The Pantheon Iconic Rome Hotel occupies a building on Piazza dei Caprettari, minutes from the ancient temple. The hotel is discreet, beautifully considered, and contains one of Rome's most genuinely unusual Michelin-starred restaurants. Francesco Apreda is a Neapolitan chef — born in Naples, trained in Italy, then sent to Asia for years of formative work in London, Tokyo, and across the kitchens of the eastern world. He returned to Italy carrying an archive of spices, techniques, and flavour combinations that no purely Italian culinary education could have given him. Idylio is where that archive becomes cooking.
Apreda's menus are organised around spice — not in the manner of Asian fusion, but with the precision of a perfumer mapping aromatic profiles. His most recent programme, "Speziale — La Nuova Rotta," traces a navigator's journey through the spice routes, each course a port of call: a Neapolitan street snack rebuilt with saffron and black cardamom; a Roman pasta with a stock built from star anise and miso; a fish dish that arrives with a broth that recalls simultaneously the Mediterranean and the Sea of Japan. The connections are not arbitrary. They are historically grounded — the spice trade linking the same ports, the same seas, the same civilizations.

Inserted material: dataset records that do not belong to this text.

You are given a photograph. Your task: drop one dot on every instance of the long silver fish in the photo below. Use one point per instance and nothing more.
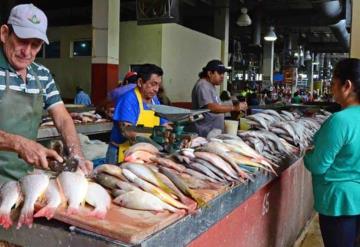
(218, 162)
(141, 200)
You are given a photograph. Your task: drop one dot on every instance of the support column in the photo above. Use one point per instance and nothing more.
(105, 52)
(268, 63)
(221, 28)
(355, 31)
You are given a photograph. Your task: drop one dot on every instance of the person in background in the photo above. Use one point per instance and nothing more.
(27, 88)
(128, 84)
(204, 96)
(132, 110)
(252, 99)
(334, 161)
(296, 99)
(163, 98)
(225, 98)
(82, 98)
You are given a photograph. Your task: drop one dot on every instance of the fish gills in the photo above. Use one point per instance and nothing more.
(10, 194)
(53, 199)
(99, 198)
(32, 187)
(74, 186)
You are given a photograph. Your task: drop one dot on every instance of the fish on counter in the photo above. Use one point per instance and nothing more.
(99, 198)
(141, 200)
(53, 199)
(148, 187)
(140, 156)
(74, 186)
(11, 196)
(32, 186)
(142, 146)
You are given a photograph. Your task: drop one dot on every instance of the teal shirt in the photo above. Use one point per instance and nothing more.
(335, 164)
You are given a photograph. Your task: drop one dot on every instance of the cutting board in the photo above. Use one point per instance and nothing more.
(127, 225)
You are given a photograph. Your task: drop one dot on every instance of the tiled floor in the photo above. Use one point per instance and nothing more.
(312, 236)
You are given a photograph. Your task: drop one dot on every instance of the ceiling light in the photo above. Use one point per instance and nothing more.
(270, 36)
(244, 19)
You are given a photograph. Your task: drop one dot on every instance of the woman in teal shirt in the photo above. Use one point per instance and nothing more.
(334, 162)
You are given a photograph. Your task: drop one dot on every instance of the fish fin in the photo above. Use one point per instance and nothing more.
(201, 202)
(163, 186)
(46, 211)
(98, 213)
(72, 210)
(5, 220)
(26, 218)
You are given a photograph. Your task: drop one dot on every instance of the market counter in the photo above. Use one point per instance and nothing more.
(50, 132)
(271, 211)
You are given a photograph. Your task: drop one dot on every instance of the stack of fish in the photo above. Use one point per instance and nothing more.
(282, 135)
(170, 183)
(78, 118)
(147, 187)
(71, 188)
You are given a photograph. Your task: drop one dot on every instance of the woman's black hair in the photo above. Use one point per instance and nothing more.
(11, 29)
(224, 96)
(349, 69)
(146, 70)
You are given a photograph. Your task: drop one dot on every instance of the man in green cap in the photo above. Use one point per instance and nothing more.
(26, 88)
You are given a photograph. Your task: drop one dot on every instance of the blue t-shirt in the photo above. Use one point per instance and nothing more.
(127, 110)
(82, 98)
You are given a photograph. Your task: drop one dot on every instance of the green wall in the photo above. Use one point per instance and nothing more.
(180, 51)
(139, 44)
(184, 53)
(69, 71)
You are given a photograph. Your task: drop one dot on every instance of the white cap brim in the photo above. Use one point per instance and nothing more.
(29, 33)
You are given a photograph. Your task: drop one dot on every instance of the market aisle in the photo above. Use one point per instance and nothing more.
(313, 235)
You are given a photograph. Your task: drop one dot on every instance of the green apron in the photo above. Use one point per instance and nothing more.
(20, 114)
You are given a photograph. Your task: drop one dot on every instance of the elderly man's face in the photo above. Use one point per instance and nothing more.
(150, 87)
(19, 52)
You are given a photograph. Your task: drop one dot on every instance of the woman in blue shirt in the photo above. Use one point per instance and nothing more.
(334, 162)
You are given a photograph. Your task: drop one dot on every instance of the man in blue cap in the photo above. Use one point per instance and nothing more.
(26, 88)
(205, 96)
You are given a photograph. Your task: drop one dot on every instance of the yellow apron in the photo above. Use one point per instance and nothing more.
(146, 118)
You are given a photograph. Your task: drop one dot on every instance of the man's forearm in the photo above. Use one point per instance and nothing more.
(66, 128)
(217, 108)
(68, 132)
(8, 142)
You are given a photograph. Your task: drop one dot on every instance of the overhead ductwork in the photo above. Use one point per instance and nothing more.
(331, 12)
(257, 28)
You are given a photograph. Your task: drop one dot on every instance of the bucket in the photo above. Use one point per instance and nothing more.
(231, 127)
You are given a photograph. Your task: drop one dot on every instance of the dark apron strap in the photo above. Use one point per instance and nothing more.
(7, 79)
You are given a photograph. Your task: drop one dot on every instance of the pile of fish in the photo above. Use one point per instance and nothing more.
(78, 118)
(282, 135)
(70, 189)
(151, 180)
(148, 180)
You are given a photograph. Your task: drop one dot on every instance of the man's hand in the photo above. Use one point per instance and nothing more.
(35, 153)
(86, 166)
(242, 106)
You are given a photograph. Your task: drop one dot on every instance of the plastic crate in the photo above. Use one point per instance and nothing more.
(98, 162)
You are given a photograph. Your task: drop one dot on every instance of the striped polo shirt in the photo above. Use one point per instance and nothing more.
(50, 92)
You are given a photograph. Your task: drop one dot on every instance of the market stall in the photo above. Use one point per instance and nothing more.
(267, 192)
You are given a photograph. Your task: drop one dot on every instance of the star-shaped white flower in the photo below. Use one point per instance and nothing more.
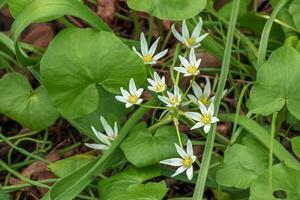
(191, 66)
(148, 54)
(204, 119)
(157, 84)
(191, 41)
(173, 100)
(185, 163)
(132, 97)
(107, 139)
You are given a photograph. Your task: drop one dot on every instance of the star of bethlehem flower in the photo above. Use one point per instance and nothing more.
(191, 66)
(157, 84)
(191, 41)
(173, 99)
(131, 97)
(185, 163)
(111, 134)
(205, 119)
(148, 54)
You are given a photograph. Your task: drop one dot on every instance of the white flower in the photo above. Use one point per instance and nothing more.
(173, 100)
(204, 119)
(157, 84)
(185, 163)
(191, 66)
(148, 54)
(132, 97)
(193, 40)
(107, 139)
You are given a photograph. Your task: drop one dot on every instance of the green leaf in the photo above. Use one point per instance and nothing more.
(77, 60)
(142, 149)
(68, 165)
(16, 6)
(3, 195)
(284, 179)
(296, 145)
(242, 164)
(169, 9)
(128, 185)
(294, 11)
(31, 108)
(263, 136)
(277, 84)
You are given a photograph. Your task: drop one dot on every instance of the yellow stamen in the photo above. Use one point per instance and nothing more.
(204, 101)
(192, 69)
(187, 162)
(206, 119)
(147, 58)
(133, 99)
(190, 41)
(160, 87)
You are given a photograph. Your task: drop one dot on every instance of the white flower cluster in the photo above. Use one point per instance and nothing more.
(172, 100)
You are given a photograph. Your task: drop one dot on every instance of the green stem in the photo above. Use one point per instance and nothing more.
(273, 130)
(200, 184)
(266, 32)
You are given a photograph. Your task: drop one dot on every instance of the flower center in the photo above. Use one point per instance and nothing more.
(173, 101)
(206, 119)
(204, 100)
(160, 87)
(190, 41)
(187, 162)
(147, 58)
(132, 99)
(192, 69)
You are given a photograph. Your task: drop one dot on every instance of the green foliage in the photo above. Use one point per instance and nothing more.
(31, 108)
(72, 79)
(142, 149)
(68, 165)
(169, 9)
(277, 84)
(294, 11)
(129, 185)
(284, 179)
(242, 164)
(296, 145)
(16, 6)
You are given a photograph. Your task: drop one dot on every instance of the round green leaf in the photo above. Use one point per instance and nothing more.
(31, 108)
(278, 84)
(284, 179)
(169, 9)
(77, 60)
(141, 148)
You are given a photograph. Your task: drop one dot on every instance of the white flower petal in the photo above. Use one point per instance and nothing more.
(179, 171)
(189, 173)
(197, 125)
(172, 162)
(180, 151)
(194, 115)
(189, 148)
(144, 45)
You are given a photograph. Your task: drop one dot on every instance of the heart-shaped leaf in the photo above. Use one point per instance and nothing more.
(169, 9)
(142, 148)
(242, 164)
(31, 108)
(285, 184)
(77, 60)
(128, 185)
(278, 84)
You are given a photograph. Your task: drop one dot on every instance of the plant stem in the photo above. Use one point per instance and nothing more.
(273, 130)
(200, 184)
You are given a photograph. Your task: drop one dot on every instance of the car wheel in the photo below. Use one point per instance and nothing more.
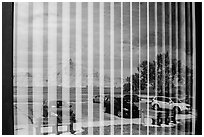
(105, 110)
(156, 107)
(177, 110)
(119, 114)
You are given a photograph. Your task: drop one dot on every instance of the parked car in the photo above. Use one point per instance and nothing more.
(117, 107)
(170, 103)
(135, 98)
(57, 108)
(189, 100)
(99, 98)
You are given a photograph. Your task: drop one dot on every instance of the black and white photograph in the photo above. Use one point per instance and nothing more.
(104, 68)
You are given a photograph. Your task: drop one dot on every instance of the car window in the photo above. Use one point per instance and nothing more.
(175, 100)
(166, 100)
(127, 97)
(160, 99)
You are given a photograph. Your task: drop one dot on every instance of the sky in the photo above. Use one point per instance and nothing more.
(31, 31)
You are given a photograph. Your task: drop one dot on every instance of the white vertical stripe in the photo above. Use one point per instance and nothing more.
(131, 82)
(170, 53)
(148, 66)
(78, 60)
(194, 65)
(183, 50)
(52, 55)
(156, 82)
(22, 64)
(37, 61)
(139, 67)
(65, 56)
(90, 67)
(112, 63)
(163, 54)
(121, 48)
(15, 62)
(101, 67)
(176, 31)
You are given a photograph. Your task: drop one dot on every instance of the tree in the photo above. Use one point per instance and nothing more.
(165, 75)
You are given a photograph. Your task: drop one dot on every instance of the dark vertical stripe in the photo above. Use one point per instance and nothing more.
(59, 51)
(30, 66)
(45, 53)
(15, 61)
(7, 69)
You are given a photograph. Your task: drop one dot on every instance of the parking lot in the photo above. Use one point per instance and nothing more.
(23, 120)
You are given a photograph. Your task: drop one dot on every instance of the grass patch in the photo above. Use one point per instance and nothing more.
(142, 130)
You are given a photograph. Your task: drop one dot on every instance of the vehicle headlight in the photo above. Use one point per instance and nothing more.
(125, 109)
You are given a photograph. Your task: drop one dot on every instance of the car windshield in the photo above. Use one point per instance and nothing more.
(175, 100)
(59, 104)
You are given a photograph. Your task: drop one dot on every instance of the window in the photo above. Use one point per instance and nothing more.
(74, 52)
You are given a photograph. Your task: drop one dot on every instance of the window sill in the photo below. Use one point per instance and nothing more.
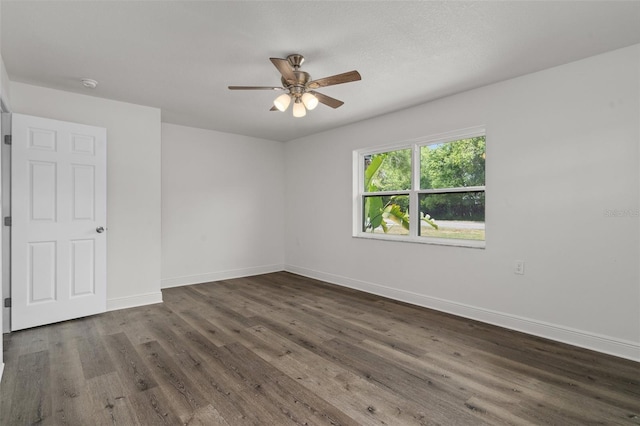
(478, 244)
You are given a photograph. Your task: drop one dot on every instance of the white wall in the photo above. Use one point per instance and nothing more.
(222, 205)
(562, 147)
(133, 184)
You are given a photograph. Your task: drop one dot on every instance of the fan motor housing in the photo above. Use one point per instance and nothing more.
(302, 78)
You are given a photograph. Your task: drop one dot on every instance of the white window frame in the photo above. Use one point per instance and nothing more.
(414, 192)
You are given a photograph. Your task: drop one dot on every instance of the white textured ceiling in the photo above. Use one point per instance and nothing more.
(180, 56)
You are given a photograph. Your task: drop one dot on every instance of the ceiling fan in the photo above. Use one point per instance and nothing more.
(300, 87)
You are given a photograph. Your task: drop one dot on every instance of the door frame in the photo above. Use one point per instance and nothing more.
(5, 231)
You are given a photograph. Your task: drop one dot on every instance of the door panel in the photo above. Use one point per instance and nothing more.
(58, 202)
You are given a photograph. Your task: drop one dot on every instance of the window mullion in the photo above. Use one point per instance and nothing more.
(414, 213)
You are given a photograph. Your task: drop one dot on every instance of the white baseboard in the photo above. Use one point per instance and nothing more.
(133, 301)
(221, 275)
(620, 348)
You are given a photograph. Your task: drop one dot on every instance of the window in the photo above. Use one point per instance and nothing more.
(442, 179)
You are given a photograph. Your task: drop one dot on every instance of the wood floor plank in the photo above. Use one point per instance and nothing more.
(127, 360)
(94, 356)
(31, 390)
(280, 349)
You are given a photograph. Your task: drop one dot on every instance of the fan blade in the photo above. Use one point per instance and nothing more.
(255, 88)
(285, 69)
(346, 77)
(327, 100)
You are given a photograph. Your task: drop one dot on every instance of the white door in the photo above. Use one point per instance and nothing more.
(59, 212)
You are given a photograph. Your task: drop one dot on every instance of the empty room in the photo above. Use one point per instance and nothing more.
(320, 212)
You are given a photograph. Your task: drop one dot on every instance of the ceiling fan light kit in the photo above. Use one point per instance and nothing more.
(299, 86)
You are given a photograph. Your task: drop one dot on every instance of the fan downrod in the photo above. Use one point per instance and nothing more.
(295, 60)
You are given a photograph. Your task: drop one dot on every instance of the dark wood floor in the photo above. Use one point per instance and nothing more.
(280, 349)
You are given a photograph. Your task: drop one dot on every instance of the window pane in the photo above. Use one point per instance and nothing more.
(388, 171)
(457, 215)
(386, 214)
(453, 164)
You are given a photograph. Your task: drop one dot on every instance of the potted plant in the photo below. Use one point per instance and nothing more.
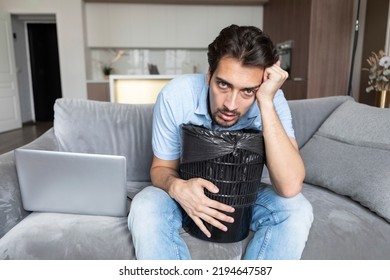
(379, 76)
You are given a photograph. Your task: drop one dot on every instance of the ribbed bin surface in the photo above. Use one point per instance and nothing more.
(233, 161)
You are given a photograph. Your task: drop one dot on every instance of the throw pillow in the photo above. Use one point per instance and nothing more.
(350, 155)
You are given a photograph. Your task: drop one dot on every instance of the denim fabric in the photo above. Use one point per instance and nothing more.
(281, 226)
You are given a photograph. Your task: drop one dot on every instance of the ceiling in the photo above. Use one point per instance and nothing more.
(188, 2)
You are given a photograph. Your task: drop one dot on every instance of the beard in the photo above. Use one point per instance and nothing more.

The dining room is intimate, decorated in shades of blue and orange that reference the chromatic palette of the spice markets. The service is attentive and genuinely knowledgeable — the team can explain the provenance of every spice in every course, and does so with enthusiasm rather than performance. There are three menus to choose from: Firma Iconica (the chef's established signatures), Speziale (the current spice-route programme), and Idylio's Butterfly (a customisable selection of four courses from the other two). The latter is the correct choice for a first visit — it allows you to map the full range of Apreda's intelligence before committing to a single narrative.
No table currently open in Rome offers a more original, more intellectually stimulating experience of Italian fine dining. Acquolina has the most precise seafood; La Pergola has the most accumulated prestige; Idylio has the most interesting kitchen.